Terakhir, wilayah Selatan yang mencakup Neuquén, Río Negro, dan Chubut tetap menjadi perhatian utama pemerintah. Masyarakat yang tinggal di daerah pedesaan atau pinggiran kota di provinsi-provinsi tersebut diminta untuk meningkatkan kewaspadaan. Kebersihan lingkungan menjadi kunci utama dalam menekan populasi tikus pembawa virus.

Mengapa Kasus Hantavirus Terus Meningkat?

Para ahli lingkungan dan kesehatan mulai menemukan titik terang mengenai penyebab utama lonjakan kasus hantavirus di Argentina. Mereka menduga kuat bahwa perubahan iklim global berperan besar dalam mengubah pola hidup hewan pengerat. Suhu yang tidak menentu dan perubahan pola hujan menciptakan lingkungan yang ideal bagi tikus untuk berkembang biak secara masif.

Selain faktor alam, aktivitas manusia seperti perusakan habitat hutan dan pembukaan lahan pertanian baru turut memperparah keadaan.

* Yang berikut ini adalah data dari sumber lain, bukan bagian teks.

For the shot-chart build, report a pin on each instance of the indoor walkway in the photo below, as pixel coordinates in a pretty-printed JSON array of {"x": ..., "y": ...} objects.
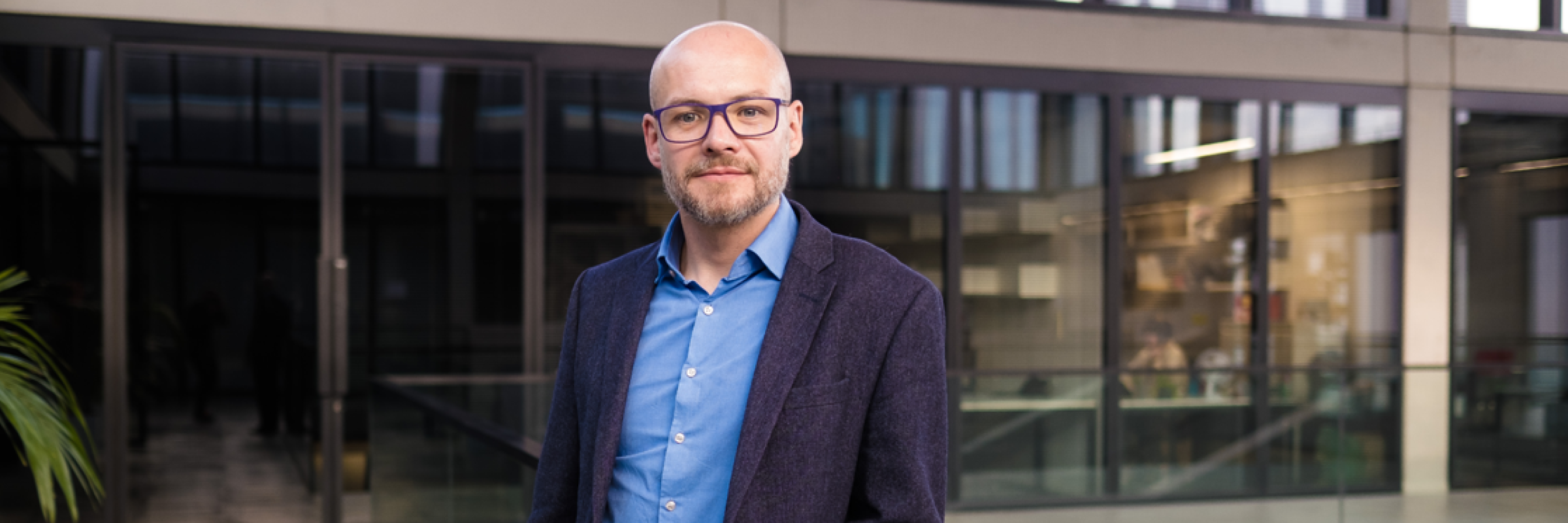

Hewan pengerat yang kehilangan habitat aslinya cenderung bermigrasi ke pemukiman manusia untuk mencari makanan. Interaksi yang semakin intens antara manusia dan hewan liar inilah yang memicu transmisi virus secara lebih cepat.

Peran Perubahan Iklim dan Kerusakan Habitat

Kerusakan lingkungan menyebabkan hewan pengerat mampu bertahan hidup dan berkembang di daerah-daerah yang sebelumnya dianggap aman. Urbanisasi kecil yang merambah ke area pedesaan juga menciptakan titik-titik pertemuan baru bagi penyebaran virus. Kelembapan tinggi dan pertumbuhan gulma yang tidak terkendali di sekitar hunian menjadi faktor pendukung lainnya.

Penularan hantavirus biasanya terjadi melalui paparan urin, feses, atau air liur tikus yang terinfeksi yang terhirup oleh manusia. Dengan kondisi lingkungan yang semakin rusak, risiko masyarakat terpapar partikel berbahaya ini menjadi jauh lebih besar. Pemerintah Argentina kini mengimbau warga untuk segera melakukan konsultasi medis jika mengalami gejala demam tinggi setelah beraktivitas di area terbuka.